Let $F(A)$ be a matrix-valued function, operating on real-valued matrix $A \in \mathbb{R}^{m, n}$ that applies a scalar function $f(\lambda)$ on the singular values of $A$. That is, suppose $A$ has the following singular value decomposition: $$ A = U \Sigma V^\top, $$ with $U, V$ being orthogonal and $\Sigma$ being diagonal matrices, then $$ B = F(A) = U F(\Sigma) V^\top, $$ where $F(\Sigma)$ is computed by applying $f$ entry-wise on the diagonal elements of $\Sigma$. Let $g$ be a scalar-valued function that depends on the matrix $B$.
Question: How do we find $\dfrac{\partial g(B)}{\partial A}$? In this question, $\dfrac{\partial g(B)}{\partial A} \in \mathbb{R}^{m,n}$ is a matrix whose $(i,j)-$entry contains the value $\dfrac{\partial g(B)}{\partial A_{i,j}}$. Also, I'm looking for (if there is any) a closed-form expression for this, and not just a procedure to compute the partial derivatives.

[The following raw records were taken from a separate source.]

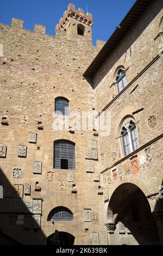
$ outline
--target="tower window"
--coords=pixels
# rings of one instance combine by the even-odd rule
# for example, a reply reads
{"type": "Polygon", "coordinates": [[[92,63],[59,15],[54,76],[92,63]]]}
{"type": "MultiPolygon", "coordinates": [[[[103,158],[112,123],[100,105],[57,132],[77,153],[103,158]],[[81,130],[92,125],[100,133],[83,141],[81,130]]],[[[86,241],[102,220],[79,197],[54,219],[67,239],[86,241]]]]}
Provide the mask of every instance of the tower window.
{"type": "Polygon", "coordinates": [[[85,27],[82,24],[78,25],[78,35],[84,35],[85,31],[85,27]]]}
{"type": "Polygon", "coordinates": [[[60,139],[54,142],[54,168],[75,170],[75,144],[73,142],[60,139]]]}
{"type": "Polygon", "coordinates": [[[55,99],[55,114],[62,115],[69,115],[69,101],[64,97],[55,99]]]}
{"type": "Polygon", "coordinates": [[[117,84],[118,92],[120,93],[123,90],[127,85],[127,79],[125,70],[122,69],[119,69],[117,72],[116,82],[117,84]]]}
{"type": "Polygon", "coordinates": [[[131,117],[126,118],[121,127],[122,143],[126,156],[139,147],[137,129],[135,121],[131,117]]]}

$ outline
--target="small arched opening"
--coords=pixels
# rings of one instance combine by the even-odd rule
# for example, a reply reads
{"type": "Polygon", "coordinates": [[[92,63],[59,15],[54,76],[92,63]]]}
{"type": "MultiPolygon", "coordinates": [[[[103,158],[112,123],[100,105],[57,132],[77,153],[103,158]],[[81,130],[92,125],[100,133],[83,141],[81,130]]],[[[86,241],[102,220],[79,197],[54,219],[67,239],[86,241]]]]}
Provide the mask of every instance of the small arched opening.
{"type": "Polygon", "coordinates": [[[85,32],[85,27],[82,24],[78,24],[77,27],[78,35],[84,35],[85,32]]]}

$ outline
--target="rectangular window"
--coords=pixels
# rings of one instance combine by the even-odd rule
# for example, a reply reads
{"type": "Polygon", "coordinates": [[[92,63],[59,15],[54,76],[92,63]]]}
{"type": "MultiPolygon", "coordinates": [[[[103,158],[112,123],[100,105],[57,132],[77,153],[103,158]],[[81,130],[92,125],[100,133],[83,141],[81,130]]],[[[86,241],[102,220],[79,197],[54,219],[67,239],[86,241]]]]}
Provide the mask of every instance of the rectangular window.
{"type": "Polygon", "coordinates": [[[127,156],[131,153],[128,133],[127,132],[122,136],[124,151],[125,155],[127,156]]]}
{"type": "Polygon", "coordinates": [[[61,169],[65,169],[68,170],[68,159],[61,159],[60,160],[61,169]]]}

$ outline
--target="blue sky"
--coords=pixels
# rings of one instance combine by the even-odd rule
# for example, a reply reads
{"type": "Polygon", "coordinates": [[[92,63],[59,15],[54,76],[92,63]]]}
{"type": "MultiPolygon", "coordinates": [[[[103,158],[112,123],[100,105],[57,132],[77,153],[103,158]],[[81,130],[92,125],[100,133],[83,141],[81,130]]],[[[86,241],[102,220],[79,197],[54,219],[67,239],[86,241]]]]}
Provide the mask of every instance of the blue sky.
{"type": "Polygon", "coordinates": [[[93,14],[93,44],[106,41],[136,0],[1,0],[0,23],[11,24],[11,18],[24,21],[24,28],[34,30],[35,23],[46,27],[46,34],[54,35],[55,27],[70,3],[76,8],[93,14]]]}

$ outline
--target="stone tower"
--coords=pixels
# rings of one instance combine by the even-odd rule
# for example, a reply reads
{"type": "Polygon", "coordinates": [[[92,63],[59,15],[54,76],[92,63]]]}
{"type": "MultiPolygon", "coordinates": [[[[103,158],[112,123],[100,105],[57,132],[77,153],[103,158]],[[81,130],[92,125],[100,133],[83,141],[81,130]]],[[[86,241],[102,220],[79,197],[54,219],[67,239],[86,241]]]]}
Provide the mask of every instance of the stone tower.
{"type": "Polygon", "coordinates": [[[92,14],[85,14],[82,9],[77,10],[73,4],[70,4],[56,26],[56,33],[58,30],[64,31],[67,32],[68,40],[91,42],[92,26],[92,14]]]}

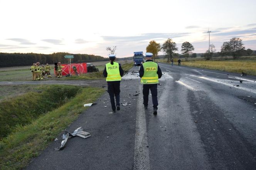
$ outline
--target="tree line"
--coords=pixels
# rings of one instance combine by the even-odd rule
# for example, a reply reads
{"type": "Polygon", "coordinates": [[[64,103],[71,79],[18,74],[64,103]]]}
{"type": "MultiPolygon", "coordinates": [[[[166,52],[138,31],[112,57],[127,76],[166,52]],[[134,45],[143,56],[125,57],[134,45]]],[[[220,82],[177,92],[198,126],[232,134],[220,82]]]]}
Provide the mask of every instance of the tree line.
{"type": "MultiPolygon", "coordinates": [[[[234,59],[236,59],[239,56],[250,55],[253,51],[249,48],[245,50],[242,42],[242,40],[239,38],[233,38],[229,42],[224,42],[221,47],[221,52],[216,53],[215,46],[213,44],[211,44],[209,49],[206,50],[205,53],[202,55],[201,57],[204,57],[206,60],[210,60],[213,57],[227,57],[227,55],[233,56],[234,59]]],[[[178,47],[176,43],[171,38],[168,38],[165,41],[161,46],[160,43],[157,43],[155,41],[152,40],[147,47],[147,52],[150,52],[153,54],[153,59],[155,61],[157,56],[158,52],[162,50],[165,54],[165,58],[167,59],[169,62],[173,58],[184,57],[187,61],[189,57],[196,57],[197,54],[193,53],[192,51],[195,48],[192,44],[189,42],[185,42],[181,45],[181,53],[182,55],[175,52],[178,51],[178,47]]]]}
{"type": "Polygon", "coordinates": [[[72,63],[93,62],[107,61],[108,58],[93,55],[71,54],[68,53],[54,53],[51,54],[35,53],[0,53],[0,67],[30,65],[33,63],[39,62],[40,63],[53,64],[61,62],[68,63],[69,59],[64,57],[66,55],[73,55],[72,63]]]}

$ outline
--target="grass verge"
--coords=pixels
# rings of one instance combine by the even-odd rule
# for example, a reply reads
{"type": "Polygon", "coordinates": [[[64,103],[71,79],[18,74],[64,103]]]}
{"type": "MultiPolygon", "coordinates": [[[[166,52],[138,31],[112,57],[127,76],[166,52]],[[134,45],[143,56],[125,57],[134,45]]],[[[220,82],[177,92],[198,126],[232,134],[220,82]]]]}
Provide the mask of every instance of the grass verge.
{"type": "Polygon", "coordinates": [[[17,127],[14,132],[0,141],[0,168],[25,167],[86,109],[84,103],[93,102],[104,91],[93,87],[81,89],[62,106],[41,115],[29,125],[17,127]]]}
{"type": "Polygon", "coordinates": [[[256,60],[184,62],[182,65],[256,75],[256,60]]]}

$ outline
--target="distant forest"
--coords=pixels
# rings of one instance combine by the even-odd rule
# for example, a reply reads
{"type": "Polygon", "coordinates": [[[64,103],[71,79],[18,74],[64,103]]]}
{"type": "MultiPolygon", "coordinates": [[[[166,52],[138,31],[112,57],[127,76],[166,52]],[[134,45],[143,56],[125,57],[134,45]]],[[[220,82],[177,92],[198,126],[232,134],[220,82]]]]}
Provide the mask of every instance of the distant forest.
{"type": "Polygon", "coordinates": [[[63,52],[51,54],[0,53],[0,67],[30,65],[37,62],[40,62],[41,64],[53,64],[59,62],[61,63],[68,63],[69,59],[64,57],[66,55],[74,55],[74,58],[71,59],[73,63],[108,60],[108,58],[98,55],[63,52]]]}

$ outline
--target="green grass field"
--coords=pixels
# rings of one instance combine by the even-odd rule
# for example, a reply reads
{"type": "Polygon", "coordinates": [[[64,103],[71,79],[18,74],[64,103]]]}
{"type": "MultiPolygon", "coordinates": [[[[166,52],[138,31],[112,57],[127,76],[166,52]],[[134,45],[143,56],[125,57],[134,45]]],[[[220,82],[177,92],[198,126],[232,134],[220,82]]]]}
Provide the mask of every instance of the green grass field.
{"type": "MultiPolygon", "coordinates": [[[[225,58],[223,57],[220,58],[214,58],[210,60],[205,60],[204,58],[197,58],[197,60],[193,58],[188,61],[185,61],[185,60],[182,59],[181,65],[231,73],[241,73],[243,72],[248,75],[256,75],[256,57],[246,57],[236,60],[231,58],[225,60],[225,58]]],[[[156,59],[157,61],[160,62],[167,62],[166,59],[156,59]]],[[[174,62],[173,64],[178,65],[177,62],[174,62]]]]}

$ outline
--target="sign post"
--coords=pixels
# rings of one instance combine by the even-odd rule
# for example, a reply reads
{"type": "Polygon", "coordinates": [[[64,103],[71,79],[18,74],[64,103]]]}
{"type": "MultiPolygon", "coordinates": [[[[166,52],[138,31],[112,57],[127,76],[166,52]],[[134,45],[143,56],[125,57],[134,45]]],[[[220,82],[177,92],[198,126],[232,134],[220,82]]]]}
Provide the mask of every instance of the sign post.
{"type": "Polygon", "coordinates": [[[66,58],[69,58],[69,77],[71,76],[71,59],[74,58],[74,55],[65,55],[64,57],[66,58]]]}

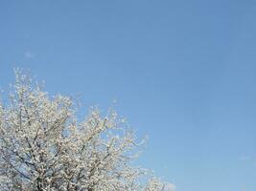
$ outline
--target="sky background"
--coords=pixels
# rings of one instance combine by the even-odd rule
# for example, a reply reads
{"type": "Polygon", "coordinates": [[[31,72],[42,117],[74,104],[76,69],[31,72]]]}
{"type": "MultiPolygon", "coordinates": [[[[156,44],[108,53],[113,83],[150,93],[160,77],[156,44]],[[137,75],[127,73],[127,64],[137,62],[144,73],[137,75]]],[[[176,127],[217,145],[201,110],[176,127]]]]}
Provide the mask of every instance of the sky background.
{"type": "Polygon", "coordinates": [[[256,190],[256,1],[0,0],[0,88],[30,69],[150,136],[177,191],[256,190]]]}

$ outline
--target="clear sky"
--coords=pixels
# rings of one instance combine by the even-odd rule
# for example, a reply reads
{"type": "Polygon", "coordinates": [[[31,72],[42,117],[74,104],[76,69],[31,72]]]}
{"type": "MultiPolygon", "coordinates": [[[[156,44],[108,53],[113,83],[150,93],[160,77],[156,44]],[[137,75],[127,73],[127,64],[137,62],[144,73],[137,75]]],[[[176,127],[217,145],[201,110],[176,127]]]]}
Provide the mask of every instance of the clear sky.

$ \def\bbR#1{{\mathbb R}^{#1}} \def\b{\beta}\def\g{\gamma} \def\s{\sigma}\def\S{\Sigma}\def\e{\varepsilon} \def\l{\lambda}\def\p{\partial} \def\L{\left}\def\R{\right} \def\LR#1{\L(#1\R)} \def\vecc#1{\operatorname{vec}\LR{#1}} \def\diag#1{\operatorname{diag}\LR{#1}} \def\Diag#1{\operatorname{Diag}\LR{#1}} \def\trace#1{\operatorname{Tr}\LR{#1}} \def\rank#1{\operatorname{rank}\LR{#1}} \def\qiq{\quad\implies\quad} \def\grad#1#2{\frac{\p #1}{\p #2}} \def\c#1{\color{red}{#1}} \def\CLR#1{\c{\LR{#1}}} \def\fracLR#1#2{\LR{\frac{#1}{#2}}} \def\gradLR#1#2{\LR{\grad{#1}{#2}}} \def\bx{\boxtimes} $Assume that the SVD decomposition has distinct singular values $\{\s_k\}$ $$\eqalign{ A &= USV^T = \sum_{k=1}^r \s_k u_kv_k^T \\ A &\in\bbR{m\times n} \qquad U \in\bbR{m\times r},\; S \in\bbR{r\times r},\; V \in\bbR{n\times r} \\ r &= \rank{A} \\ }$$Let's rename the function $(f,g)\to(\b,\g),\,$ so that we can write the mnemonic equations $$\eqalign{ B &= \b(A) = U\b(S)V^T \quad &\{{\rm matrix\;function}\} \\ \g &= \g(B) \quad &\{{\rm scalar\;function}\} \\ }$$ and for typing convenience, define the variables $$\eqalign{ s &= \diag S \quad &\{{\rm vector\;of\;singular\;values}\} \\ p &= \b(s) \qquad &\{{\rm function\;applied\;elementwise}\} \\ q &= \b'(s) \qquad &\{{\rm derivative\;applied\;elementwise}\} \\ P &= \b(S) \,= \Diag p \;& \\ Q &= \b'(S)\!= \Diag q \\ \\ u_k &= U\e_k \\ v_k &= V\e_k \quad &\{\e_k\,{\rm are\;the\;standard\;basis\;vectors}\} \\ G &= \grad{\g}{B} \quad &\{{\rm gradient\;of\;}\g\;{\rm is\;\c{known}}\} \\ g &= \vecc G \\ b &= \vecc B \\ K &= {V\bx U} \quad &\{{\rm Khatri-Rao\;product}\} \\ \l_k &= g^TKQ\e_k \\ }$$ Use the column-wise Khatri-Rao product to expand $\vecc B$ and calculate its differential. $$\eqalign{ B &= U\,\Diag{p}\;V^T \\ b &= Kp \\ db &= K\,\c{dp} \\ &= K\c{Q\,ds} \\ }$$ Substitute this into the differential of $\g$ $$\eqalign{ d\g &= G:dB \\ &= g^T\c{db} \\ &= g^T\c{KQ\,ds} \\ }$$ This post provides a formula for the gradient of the singular values
$$\eqalign{ d\s_k &= u_k v_k^T:dA \\ s &= \sum_{k=1}^r \e_k\star \s_k \\ ds &= \sum_{k=1}^r \e_k\star d\s_k \;=\; \LR{\sum_{k=1}^r \e_k\star u_k v_k^T}:dA \\ }$$ which yields the desired gradient $$\eqalign{ d\g &= g^TKQ\,ds \\ &= \LR{\sum_{k=1}^r\CLR{g^TKQ\e_k}\LR{u_k v_k^T}}:dA \\ &= \LR{\sum_{k=1}^r\c{\l_k} u_k v_k^T}:dA \\ \grad{\g}{A} &= \sum_{k=1}^r {\l_k u_k v_k^T} \;=\; ULV^T \\ }$$ where $L$ is a matrix whose diagonal elements are the $\l_k$ values.